Theo Walcott’s arrival at Goodison took many observers by surprise. The former £20m wonderkid seemed a staple of the Arsenal regime, albeit one who appeared from the bench or in minor competitions.
He was once lauded as the replacement to Thierry Henry, bestowed the cherished number 14 shirt once the Frenchman had gone and had the hopes of a club and a nation piled on his shoulders. At 16 he went to the World Cup, a miscalculation on Sven Goran Eriksson’s part perhaps, but an honour nonetheless.
In the 12 years that have followed he’s dipped in and out of Arsene Wenger’s teams, never cementing himself as a regular but never failing to impress to such an extent he was cast aside. Whilst other bright young things, such as Francis Jeffers, faded away, Walcott has always clung on to both his integrity and some regular football.

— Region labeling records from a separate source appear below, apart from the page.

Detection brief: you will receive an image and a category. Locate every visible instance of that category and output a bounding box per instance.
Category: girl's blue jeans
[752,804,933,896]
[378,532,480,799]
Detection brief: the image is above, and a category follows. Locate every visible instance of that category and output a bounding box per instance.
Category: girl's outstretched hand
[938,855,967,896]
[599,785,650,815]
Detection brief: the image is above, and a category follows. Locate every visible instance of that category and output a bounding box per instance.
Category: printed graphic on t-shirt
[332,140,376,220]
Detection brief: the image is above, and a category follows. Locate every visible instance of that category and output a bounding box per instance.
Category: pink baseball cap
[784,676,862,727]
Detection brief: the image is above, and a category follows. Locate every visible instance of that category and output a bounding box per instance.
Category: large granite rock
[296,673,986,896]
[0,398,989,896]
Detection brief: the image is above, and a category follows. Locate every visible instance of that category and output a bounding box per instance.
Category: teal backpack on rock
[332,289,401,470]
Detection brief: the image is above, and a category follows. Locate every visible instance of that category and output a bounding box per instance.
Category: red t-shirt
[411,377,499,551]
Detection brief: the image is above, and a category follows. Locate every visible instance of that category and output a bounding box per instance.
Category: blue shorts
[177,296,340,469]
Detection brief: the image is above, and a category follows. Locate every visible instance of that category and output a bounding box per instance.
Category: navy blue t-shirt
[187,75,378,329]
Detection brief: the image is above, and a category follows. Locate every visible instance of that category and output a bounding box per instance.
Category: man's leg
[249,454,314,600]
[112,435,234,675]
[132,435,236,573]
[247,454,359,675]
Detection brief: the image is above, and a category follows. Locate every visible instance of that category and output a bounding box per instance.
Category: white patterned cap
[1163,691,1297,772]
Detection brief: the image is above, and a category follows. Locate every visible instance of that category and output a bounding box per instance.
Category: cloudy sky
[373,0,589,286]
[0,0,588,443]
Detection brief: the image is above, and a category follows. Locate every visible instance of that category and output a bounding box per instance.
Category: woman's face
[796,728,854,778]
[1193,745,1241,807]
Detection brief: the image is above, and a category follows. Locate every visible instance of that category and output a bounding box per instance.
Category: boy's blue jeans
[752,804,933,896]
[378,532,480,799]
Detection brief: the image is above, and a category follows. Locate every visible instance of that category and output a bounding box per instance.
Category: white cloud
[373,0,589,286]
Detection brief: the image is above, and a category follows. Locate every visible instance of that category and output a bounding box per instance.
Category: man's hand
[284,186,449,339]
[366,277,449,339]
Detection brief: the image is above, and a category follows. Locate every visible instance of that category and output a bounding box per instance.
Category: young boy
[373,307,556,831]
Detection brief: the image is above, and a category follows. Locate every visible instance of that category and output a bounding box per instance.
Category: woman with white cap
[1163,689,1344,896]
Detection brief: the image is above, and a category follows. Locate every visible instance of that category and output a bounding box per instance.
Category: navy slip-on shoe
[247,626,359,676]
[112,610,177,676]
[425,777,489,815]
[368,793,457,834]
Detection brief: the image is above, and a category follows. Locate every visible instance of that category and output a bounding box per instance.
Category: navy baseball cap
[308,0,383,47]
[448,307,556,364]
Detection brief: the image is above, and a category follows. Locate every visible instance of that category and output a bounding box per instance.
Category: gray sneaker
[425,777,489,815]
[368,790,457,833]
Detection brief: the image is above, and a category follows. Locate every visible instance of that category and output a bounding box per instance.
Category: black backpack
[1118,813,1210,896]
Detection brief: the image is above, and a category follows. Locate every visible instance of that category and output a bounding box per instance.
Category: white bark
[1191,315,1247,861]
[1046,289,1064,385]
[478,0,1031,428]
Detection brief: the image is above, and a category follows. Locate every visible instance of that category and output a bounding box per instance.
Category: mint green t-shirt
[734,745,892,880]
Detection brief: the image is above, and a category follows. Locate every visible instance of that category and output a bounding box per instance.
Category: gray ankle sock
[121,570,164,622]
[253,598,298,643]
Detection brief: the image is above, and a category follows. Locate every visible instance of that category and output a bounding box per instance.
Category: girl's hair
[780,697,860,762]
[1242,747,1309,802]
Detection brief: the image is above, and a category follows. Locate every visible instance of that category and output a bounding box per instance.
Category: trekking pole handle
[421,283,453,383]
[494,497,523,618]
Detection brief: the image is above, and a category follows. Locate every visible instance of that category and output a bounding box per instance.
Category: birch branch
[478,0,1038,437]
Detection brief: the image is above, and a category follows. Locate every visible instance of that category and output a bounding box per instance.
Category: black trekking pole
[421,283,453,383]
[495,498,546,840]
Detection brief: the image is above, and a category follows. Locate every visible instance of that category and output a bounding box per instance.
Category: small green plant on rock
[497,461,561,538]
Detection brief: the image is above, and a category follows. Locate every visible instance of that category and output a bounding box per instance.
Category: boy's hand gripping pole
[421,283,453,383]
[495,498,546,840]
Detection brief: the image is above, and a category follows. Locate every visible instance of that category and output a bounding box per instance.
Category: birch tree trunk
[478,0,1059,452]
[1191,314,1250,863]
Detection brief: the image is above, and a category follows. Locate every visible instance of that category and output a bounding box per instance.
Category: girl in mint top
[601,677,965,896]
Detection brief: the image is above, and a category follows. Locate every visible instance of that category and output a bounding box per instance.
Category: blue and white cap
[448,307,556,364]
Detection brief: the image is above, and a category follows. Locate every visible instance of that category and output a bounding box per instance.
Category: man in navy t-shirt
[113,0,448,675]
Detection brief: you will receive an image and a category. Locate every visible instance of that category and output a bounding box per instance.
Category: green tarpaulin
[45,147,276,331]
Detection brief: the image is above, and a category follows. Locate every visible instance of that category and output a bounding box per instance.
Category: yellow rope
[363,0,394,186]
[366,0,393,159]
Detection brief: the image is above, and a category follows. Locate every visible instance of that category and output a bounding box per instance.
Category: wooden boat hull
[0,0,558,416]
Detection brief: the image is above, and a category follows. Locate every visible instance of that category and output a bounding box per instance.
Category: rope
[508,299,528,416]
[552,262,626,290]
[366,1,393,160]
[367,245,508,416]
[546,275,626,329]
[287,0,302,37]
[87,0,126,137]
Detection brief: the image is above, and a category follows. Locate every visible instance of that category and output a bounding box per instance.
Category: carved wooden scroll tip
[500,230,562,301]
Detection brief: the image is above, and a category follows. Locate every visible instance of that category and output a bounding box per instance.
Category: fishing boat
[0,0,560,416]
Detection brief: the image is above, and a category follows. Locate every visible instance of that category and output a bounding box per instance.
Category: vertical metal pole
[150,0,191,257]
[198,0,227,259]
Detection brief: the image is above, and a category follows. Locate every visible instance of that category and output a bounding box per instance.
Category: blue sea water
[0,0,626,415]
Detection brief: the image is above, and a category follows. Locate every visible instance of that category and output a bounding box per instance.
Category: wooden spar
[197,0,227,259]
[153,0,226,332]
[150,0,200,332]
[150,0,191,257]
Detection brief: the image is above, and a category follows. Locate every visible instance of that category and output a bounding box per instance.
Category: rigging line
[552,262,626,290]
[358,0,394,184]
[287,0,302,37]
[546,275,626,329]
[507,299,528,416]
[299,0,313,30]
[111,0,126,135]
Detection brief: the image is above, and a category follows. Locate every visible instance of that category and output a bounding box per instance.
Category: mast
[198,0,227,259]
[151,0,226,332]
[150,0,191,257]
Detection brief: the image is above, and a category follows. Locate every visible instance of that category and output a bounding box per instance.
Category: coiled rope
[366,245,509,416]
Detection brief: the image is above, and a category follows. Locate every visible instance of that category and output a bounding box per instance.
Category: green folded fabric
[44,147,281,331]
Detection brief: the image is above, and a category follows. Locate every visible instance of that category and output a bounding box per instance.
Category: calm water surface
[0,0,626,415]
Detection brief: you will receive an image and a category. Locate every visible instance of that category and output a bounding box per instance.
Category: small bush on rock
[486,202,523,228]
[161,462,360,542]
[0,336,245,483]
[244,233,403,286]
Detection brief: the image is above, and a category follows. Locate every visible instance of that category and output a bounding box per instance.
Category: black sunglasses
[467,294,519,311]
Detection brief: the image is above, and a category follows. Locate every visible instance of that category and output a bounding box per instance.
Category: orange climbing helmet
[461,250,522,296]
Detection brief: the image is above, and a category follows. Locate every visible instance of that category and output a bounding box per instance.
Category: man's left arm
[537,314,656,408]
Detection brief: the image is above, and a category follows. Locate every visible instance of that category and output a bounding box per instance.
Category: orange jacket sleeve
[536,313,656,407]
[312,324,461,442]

He’s picked up a couple of FA Cup winners medals and a nice collection of England caps without ever having truly been given the run of games he’s needed to push his career forward. His arrival at Everton will undoubtedly mean more matches and a chance to finally show the world of his true value to the English game. It might just be the shrewdest move of Sam Allardyce’s entire career.
Last season, Walcott scored 19 goals in 37 games, an astonishing statistic when you consider he is essentially a winger. After Romelu Lukaku, Everton’s next highest scorers were Kevin Mirallas and Seamus Coleman with four each. The threat Walcott offers from the flanks isn’t just based on lightning pace, he brings a real goal threat that will be crucial at Goodison for the rest of the season. It’s no secret that Wayne Rooney isn’t blessed with speed, but now he’ll have one of the quickest players in the top flight doing his running for him.
There’s a theory that Walcott has been allowed to leave the Emirates because of comments he made last season after captaining Arsenal to a 3-0 defeat at Crystal Palace. In his post-match interview, he said “they wanted it more than us,” something many observers took as an indictment of the spirit within the Arsenal camp. He only played one more Premier League game for Arsenal after that, despite his goal return.
Everton looked like relegation candidates under Ronald Koeman at the beginning of the season, but the arrival of Big Sam has brought a solidity and steel that has seen a turnaround in fortunes. They’re currently 250/1 with William Hill to finish fourth, whilst odds on them staying up are no longer being offered.
The brief flirtation with the bottom three has perhaps shaken the board up and triggered a change of focus, but Theo Walcott’s arrival shouldn’t be seen as anything other than incredibly exciting. Everton now have the two darlings of England, the two brightest talents in the country once upon a time. Between them, Rooney and Walcott have 29 seasons of Premier League experience, yet they’re only 32 and 28 respectively.
Whereas Rooney has enjoyed the success his potential promised, Theo Walcott has not. However, this latest move seems set to give him the amount of game time he needs to write another chapter in his career and in doing so, he might just help keep Everton in the hunt for a UEFA Europa League spot after all.